Les constructions de Martin Caminiti pourraient être appréhendées comme des armatures d’un nouveau genre, composées de fils tendus non pas orthogonalement mais dans un savant jeu de courbes et d’angles, garantissant au paysage et à la galerie d’exposition la possibilité d’apparaître dans une nouvelle découpe, de devenir eux aussi des parcelles de visible. Les sculptures, grâce à leurs vides et jusqu’à leurs extrémités, intègrent ces territoires à leur complexion et les emploient à leur agrandissement, trouvant une plus grande plénitude à s’attribuer le monde lui-même. Les œuvres montrent qu’il n’y a peut-être pas de meilleur matériau que ces facettes de la réalité, modifiables à loisir selon les points de vue qu’adopte l’observateur. L’environnement est ouvert à des orientations variables, enchaînées par la circularité du regard où les bords se perdent. L’artiste approfondit cette question des bords, de la porosité entre l’espace fictif de la sculpture et l’espace réel de l’observateur, favorisant une nouvelle manière de vivre et de penser le passage d’un plan à un autre et d’une dimension dans une autre.

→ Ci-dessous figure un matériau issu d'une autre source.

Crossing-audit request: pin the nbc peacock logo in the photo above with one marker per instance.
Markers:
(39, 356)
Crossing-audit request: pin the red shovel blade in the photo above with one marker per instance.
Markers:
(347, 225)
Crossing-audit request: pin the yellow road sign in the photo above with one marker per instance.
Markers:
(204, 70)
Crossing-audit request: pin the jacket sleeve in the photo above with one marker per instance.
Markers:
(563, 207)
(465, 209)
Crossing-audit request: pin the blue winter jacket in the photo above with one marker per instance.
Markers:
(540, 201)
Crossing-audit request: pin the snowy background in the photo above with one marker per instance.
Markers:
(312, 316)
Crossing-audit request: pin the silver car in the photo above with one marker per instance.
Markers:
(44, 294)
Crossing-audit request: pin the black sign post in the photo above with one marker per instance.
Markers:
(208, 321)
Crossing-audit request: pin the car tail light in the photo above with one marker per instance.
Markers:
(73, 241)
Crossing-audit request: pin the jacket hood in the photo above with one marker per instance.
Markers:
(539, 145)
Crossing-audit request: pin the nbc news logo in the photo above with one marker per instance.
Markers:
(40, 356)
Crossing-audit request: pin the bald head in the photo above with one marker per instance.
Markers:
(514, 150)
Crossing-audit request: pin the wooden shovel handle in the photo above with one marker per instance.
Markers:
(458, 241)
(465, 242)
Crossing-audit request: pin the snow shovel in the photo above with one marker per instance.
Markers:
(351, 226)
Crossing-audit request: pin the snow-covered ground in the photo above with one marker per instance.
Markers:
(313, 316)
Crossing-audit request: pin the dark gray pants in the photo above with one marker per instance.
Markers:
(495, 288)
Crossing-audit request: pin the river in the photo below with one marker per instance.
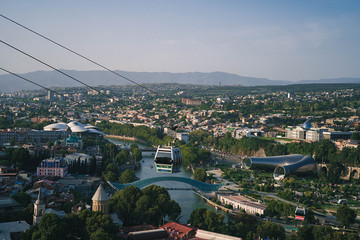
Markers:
(187, 199)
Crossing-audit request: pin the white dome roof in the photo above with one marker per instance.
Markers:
(56, 127)
(74, 126)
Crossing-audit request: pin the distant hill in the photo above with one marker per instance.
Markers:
(49, 79)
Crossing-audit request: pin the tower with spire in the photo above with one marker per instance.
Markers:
(39, 209)
(100, 201)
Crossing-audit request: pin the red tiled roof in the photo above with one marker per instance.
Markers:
(177, 230)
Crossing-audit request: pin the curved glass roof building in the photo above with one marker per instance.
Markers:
(282, 166)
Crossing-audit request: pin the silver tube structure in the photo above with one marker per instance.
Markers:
(283, 166)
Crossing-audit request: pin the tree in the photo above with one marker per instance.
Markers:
(111, 173)
(136, 154)
(355, 136)
(207, 220)
(200, 174)
(335, 170)
(345, 215)
(22, 198)
(127, 176)
(122, 157)
(148, 206)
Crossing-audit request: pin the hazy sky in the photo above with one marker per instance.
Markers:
(280, 40)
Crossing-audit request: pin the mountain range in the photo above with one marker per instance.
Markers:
(10, 83)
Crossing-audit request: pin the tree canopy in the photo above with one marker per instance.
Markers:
(150, 205)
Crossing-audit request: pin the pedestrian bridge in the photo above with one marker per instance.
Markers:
(204, 187)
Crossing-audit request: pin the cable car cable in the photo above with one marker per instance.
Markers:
(78, 54)
(48, 65)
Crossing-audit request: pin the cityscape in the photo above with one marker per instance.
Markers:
(166, 155)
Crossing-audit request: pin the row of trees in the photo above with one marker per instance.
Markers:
(86, 225)
(243, 225)
(151, 205)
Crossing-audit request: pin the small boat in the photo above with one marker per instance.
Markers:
(167, 159)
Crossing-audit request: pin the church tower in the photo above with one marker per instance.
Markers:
(100, 201)
(39, 209)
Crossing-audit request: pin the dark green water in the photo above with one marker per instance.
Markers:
(187, 199)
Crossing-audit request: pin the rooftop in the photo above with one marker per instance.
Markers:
(100, 194)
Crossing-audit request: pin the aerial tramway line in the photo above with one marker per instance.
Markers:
(167, 158)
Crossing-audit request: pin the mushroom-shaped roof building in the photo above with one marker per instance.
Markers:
(74, 126)
(60, 126)
(306, 125)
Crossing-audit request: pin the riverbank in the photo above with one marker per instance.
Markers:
(126, 138)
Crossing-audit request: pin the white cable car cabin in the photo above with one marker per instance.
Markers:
(167, 159)
(300, 213)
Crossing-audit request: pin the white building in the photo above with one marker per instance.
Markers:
(84, 158)
(183, 136)
(295, 133)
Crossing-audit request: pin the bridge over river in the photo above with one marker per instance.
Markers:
(204, 187)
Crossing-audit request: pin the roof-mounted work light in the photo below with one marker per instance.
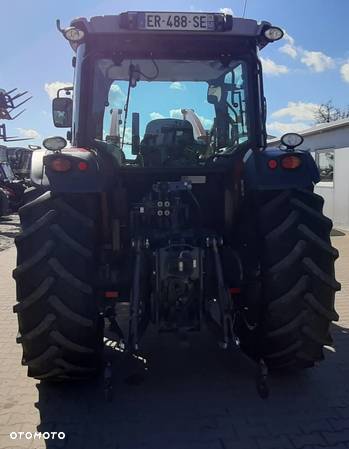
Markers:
(273, 34)
(73, 34)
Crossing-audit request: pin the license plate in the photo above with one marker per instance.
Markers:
(176, 21)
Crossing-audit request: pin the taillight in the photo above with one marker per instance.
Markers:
(272, 163)
(60, 164)
(82, 166)
(291, 162)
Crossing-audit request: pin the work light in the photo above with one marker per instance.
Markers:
(273, 34)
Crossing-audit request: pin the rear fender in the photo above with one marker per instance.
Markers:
(259, 176)
(96, 178)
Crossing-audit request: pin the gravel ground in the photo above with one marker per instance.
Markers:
(9, 228)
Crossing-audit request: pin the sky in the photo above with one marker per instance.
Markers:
(308, 67)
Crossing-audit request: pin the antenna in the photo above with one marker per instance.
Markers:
(243, 15)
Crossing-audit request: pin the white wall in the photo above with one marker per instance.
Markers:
(336, 195)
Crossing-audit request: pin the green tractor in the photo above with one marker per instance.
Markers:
(187, 222)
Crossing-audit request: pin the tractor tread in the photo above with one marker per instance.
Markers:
(314, 270)
(34, 260)
(66, 312)
(52, 374)
(67, 366)
(298, 289)
(315, 305)
(293, 325)
(50, 353)
(46, 219)
(59, 269)
(285, 352)
(35, 296)
(316, 240)
(274, 203)
(59, 338)
(64, 237)
(38, 330)
(73, 213)
(293, 257)
(321, 340)
(283, 227)
(313, 213)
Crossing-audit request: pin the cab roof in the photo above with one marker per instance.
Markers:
(129, 22)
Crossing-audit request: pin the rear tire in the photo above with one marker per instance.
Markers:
(296, 281)
(59, 324)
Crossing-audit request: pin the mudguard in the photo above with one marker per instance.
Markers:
(97, 177)
(259, 176)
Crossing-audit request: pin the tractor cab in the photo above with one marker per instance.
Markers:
(147, 64)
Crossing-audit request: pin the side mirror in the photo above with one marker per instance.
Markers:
(214, 94)
(135, 133)
(62, 112)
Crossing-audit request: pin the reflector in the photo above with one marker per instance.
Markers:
(60, 164)
(272, 163)
(291, 162)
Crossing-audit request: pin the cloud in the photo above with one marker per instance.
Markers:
(345, 71)
(289, 38)
(155, 115)
(116, 95)
(297, 110)
(176, 113)
(28, 133)
(289, 50)
(207, 123)
(177, 86)
(52, 88)
(226, 11)
(280, 128)
(271, 68)
(317, 60)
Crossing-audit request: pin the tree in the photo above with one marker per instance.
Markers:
(327, 113)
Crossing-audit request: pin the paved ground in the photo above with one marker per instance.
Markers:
(193, 398)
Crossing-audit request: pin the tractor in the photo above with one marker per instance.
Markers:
(183, 217)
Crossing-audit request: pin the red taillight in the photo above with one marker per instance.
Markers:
(272, 163)
(82, 166)
(60, 164)
(111, 294)
(291, 162)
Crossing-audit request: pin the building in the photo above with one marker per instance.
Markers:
(329, 145)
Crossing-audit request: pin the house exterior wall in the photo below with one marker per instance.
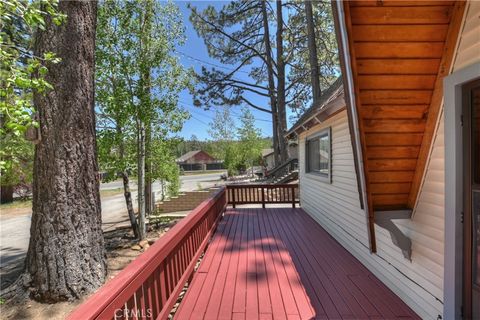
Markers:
(336, 207)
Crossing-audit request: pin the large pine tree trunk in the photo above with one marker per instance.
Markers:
(312, 51)
(66, 256)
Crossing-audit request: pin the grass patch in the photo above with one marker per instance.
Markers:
(111, 192)
(16, 204)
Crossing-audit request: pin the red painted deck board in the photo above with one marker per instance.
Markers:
(280, 264)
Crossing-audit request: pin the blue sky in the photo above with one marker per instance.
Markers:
(194, 54)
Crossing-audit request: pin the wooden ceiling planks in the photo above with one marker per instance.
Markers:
(398, 51)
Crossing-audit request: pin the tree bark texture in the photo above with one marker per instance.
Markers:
(128, 200)
(148, 168)
(271, 84)
(281, 103)
(6, 193)
(312, 51)
(66, 256)
(142, 229)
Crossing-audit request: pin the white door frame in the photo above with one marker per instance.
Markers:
(453, 257)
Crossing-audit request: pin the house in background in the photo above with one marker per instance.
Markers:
(389, 163)
(389, 185)
(269, 158)
(198, 160)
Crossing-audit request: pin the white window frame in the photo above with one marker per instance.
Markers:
(320, 176)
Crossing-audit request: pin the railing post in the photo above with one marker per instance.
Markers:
(263, 197)
(293, 197)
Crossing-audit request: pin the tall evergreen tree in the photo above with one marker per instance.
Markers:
(66, 256)
(263, 44)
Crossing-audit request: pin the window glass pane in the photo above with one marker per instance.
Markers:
(324, 154)
(313, 156)
(476, 237)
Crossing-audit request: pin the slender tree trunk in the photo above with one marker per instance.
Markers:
(281, 108)
(144, 114)
(6, 194)
(148, 168)
(128, 200)
(142, 230)
(66, 256)
(271, 85)
(126, 183)
(312, 52)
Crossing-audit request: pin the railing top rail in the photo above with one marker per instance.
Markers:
(285, 164)
(126, 281)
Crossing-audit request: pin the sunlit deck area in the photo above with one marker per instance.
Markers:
(246, 263)
(278, 263)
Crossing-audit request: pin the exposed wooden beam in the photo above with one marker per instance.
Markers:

La différenciation ne tient qu’à un fil. La fabrication de l’acte de voir et du sens se fait entre les deux.
Le principe de l’assemblage substitue donc à la fonction initiale de chacun des éléments une nouvelle fonction, liée à la configuration de l’œuvre dans son entier : c’est son aptitude à créer un lien organique avec celui qui perçoit et avec l’espace à l’intérieur duquel objet et regardeur coexistent naturellement.
Parce que les assemblages profitent autant de ce qui est tangible que de ce qui est mouvant et immatériel, la création s’augmente de dimensions spatiales qui se prolongent en dimensions temporelles et mentales. Bien que nous ne parlions plus aujourd’hui de quatrième dimension, comme à l’orée du XXe siècle, mais de virtualité, le spectateur en déplacement et la sculpture changeante additionnent leurs mouvements véritables et potentiels, entraînant dans leur mécanisme un mouvement sans fin de la pensée.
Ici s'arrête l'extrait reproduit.